Model | Avg. Weight | Balance |
---|---|---|
Binning (bins=3) | 114.0 | 8 |
Binning(bins=4) | 54.75 | 6 |
KMeans(k=3) | 114.0 | 8 |
KMeans(k=4) | 54.25 | 4 |
Its clear the model configuration with cluster / bucket size = 4, outperformance cluster / bucketloads size of 3. And K-Means, K=4 appears to have more balanced model. Lets look at the two leading models.
This table compares the venue options label with count of locations with that label. That is, how many locations have very few options (== Slim Pickins
)
Label | KMeans(k=4) | Binning(bins=4) |
---|---|---|
Slim Pickins | 8 | 10 |
A Few | 5 | 5 |
Some | 6 | 4 |
Lots | 4 | 4 |
K-Menans(k=4), is the best model in the analysis and is used to assign the labels for all clusters.
Two additional types of data were collected.
- Geodesic Distance from Venue to Event Location. Which is the shortest distance "as the crow flies" to the event location
The further you get from an event location, the more options there tends to be. This is not surprising since the data set is list of high schools, and most high school campuses do not have many external venues operating on the campus. I would expect this pattern to be true of many event locations.
- Venue Ratings
With the limited access to the premium Foursquare API, most venue's do not have any rating data. At this time, due to the large amount of missing data, no analysis will incorporate rating data.
The approach was generally useful and it is easy to tell which locations require additional planning would be pragmatic. Below is a table of all the results, pulling in the label for how far the drive is, combined with the location labels from the K-Means(k=4) model.

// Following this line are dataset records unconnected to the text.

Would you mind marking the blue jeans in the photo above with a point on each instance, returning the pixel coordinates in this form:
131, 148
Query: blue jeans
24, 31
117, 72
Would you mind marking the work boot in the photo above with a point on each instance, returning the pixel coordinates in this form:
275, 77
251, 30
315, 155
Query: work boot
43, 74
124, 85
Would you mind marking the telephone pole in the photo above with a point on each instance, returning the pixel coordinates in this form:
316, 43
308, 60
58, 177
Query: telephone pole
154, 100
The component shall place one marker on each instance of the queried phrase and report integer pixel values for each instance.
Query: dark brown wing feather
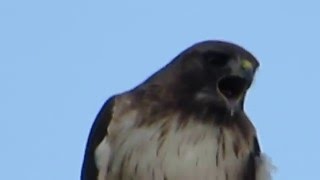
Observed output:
(98, 131)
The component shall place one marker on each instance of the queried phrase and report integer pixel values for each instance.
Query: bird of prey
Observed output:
(185, 122)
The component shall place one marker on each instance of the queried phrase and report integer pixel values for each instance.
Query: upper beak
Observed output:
(234, 86)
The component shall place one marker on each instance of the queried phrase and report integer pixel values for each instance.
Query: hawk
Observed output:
(185, 122)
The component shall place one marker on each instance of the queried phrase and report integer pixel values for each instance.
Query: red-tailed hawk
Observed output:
(185, 122)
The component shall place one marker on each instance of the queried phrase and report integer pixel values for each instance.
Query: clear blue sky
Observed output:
(60, 60)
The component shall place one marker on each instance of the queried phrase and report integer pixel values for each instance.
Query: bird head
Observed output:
(213, 74)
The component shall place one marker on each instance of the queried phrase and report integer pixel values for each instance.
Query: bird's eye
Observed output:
(217, 59)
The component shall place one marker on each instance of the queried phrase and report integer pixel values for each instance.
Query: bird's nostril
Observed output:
(217, 59)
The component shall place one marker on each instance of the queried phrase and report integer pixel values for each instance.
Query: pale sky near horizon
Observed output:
(60, 61)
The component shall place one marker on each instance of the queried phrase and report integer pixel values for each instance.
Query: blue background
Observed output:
(60, 60)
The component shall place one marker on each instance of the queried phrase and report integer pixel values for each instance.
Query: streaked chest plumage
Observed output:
(167, 151)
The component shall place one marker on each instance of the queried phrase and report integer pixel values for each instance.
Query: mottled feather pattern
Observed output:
(164, 150)
(184, 122)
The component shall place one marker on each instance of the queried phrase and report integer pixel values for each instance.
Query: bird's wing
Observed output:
(259, 166)
(97, 133)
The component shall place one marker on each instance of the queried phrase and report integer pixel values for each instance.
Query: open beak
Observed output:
(234, 86)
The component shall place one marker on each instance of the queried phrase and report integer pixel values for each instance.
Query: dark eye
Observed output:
(216, 58)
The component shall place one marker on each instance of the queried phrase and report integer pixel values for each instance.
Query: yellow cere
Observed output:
(246, 64)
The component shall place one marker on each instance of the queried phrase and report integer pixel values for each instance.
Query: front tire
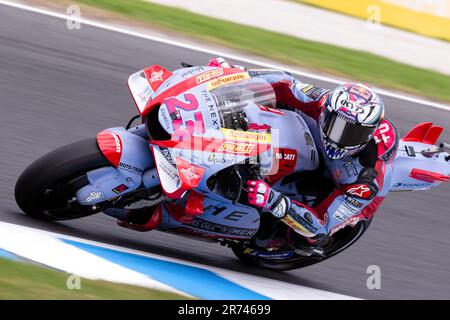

Below is a heatmap of all locations in the dataset. It is easy to see the diversity of different locations, so having a short-hand mechanism to group them is useful.
This analysis is an interesting start to this problem space. Ideally, I'd like to work closely with families and coaches, to make sure the visuals are useful to the actual end-users.
This analysis should be repeated for a different type of event list, perhaps marathons or a club track-tream, to see if the event locations for other sports conform to the challenges of travel planning explored in this analysis.
Processing the routing information led me to consider it might be more useful to personalize this analysis based on the location of the actual families, instead of the "Home Location" of the gym. However, in order to do that, dramatically expands the scope of the data collection and route generation.
Similar to routing personalization, I can envision more personal preferences for venue selection being useful; such as filtering by diet type (vegan, gluten-free, etc)
The last improvement that came to mind was different route preferences and optimizations. The current assumption is that travelers want the 'longest segment possible', and thus venues near one of the end-points of the trips are preferred. Different travel optimizations would be a nice feature, such as ‘breaking the trip in half’, or 'adding a stop to see a friend on the way'.
Given the limited scope and budget of this project, the analysis produced interesting and useful results with many avenues to continue this work into the future.